Data resources are often difficult to find and use because much of the data rely on idiomatic encoding systems that require significant expertise and familiarity to decode. Semantic technologies – ontologies, triple stores, reasoners, linked data – offer functionality for addressing this issue. Ontologies can provide robust, high-fidelity domain models that highlight the different contexts within which the numeric data values were derived, and can help explain potential differences in values. By making such contexts transparent to end-users, an ontology can serve as a framework for discovering, evaluating, comparing and integrating data from disparate products. Reasoning engines and triple stores can leverage this type of ontology to support intelligent search applications that allow users to discover, query, retrieve, and easily reformat data from a broad spectrum of sources, without losing track of the distinctions among them
As part of an on-going effort at NASA Langley’s Atmospheric Science Data Center, and in cooperation with the Computational & Information Sciences & Technology Office at the Goddard Space Flight Center, we have developed a semi-automated method for finding and comparing equivalent data variables across disparate datasets. We will demonstrate a prototype variable matching service that is supported by an ontology that models a subset of variables from the Coupled Model Inter-comparison Project (CMIP5), the Modern-Era Retrospective Analysis for Research and Applications (MERRA) and the Clouds and Earth’s Radiant Energy System Experiment (CERES).
An automated mapping among comparable variables from each of the three programs was accomplished by creating a queriable ontological model (“ontology”) of the essential characteristics of both the sample variables and the parameters they represent. Each parameter was modeled in detail in the ontology and mapped to appropriate variables. Variables, in turn, are represented as a set of specifications describing the data owner’s intended interpretation of the variable with sufficient detail to allow a scientist to assess, with reasonable precision, the nature of the information encoded by such variable. Queries of the ontology and triple store are used to match comparable variables by searching for those variables that share a specified set of essential characteristics. This approach allows a user to rapidly transform a search for a parameter, such as aerosol optical depth, into an understanding of the various choices and to select the one which most closely matches their interest.

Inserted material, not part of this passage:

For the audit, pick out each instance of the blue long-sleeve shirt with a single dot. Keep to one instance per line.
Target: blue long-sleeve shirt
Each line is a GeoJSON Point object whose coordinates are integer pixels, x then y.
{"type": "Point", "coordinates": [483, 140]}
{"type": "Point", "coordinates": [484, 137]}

In addition to describing characteristics of the variables themselves, the ontology associates each data variable with the program from which it is derived and the data products in which it occurs, and provides additional information about how the associated parameter is measured within the selected product. This allows users to not only find parameters that satisfy their search criteria, but also to find data products that contain those parameters. Scientists will be able to discover data products that exactly meet their particular criteria, link to information about the instruments and processing methods that generated the data; and compare and contrast related products to improve their understanding.
 The model is ontological rather than linguistic because the terms that comprise the model are meant to stand in for the actual objects and processes that make up the Earth science domain. This allows us to assign terms from data vocabularies and standards to the objects or processes that they refer to, rather than just mapping synonymous terms to each other, such as is done in a thesaurus.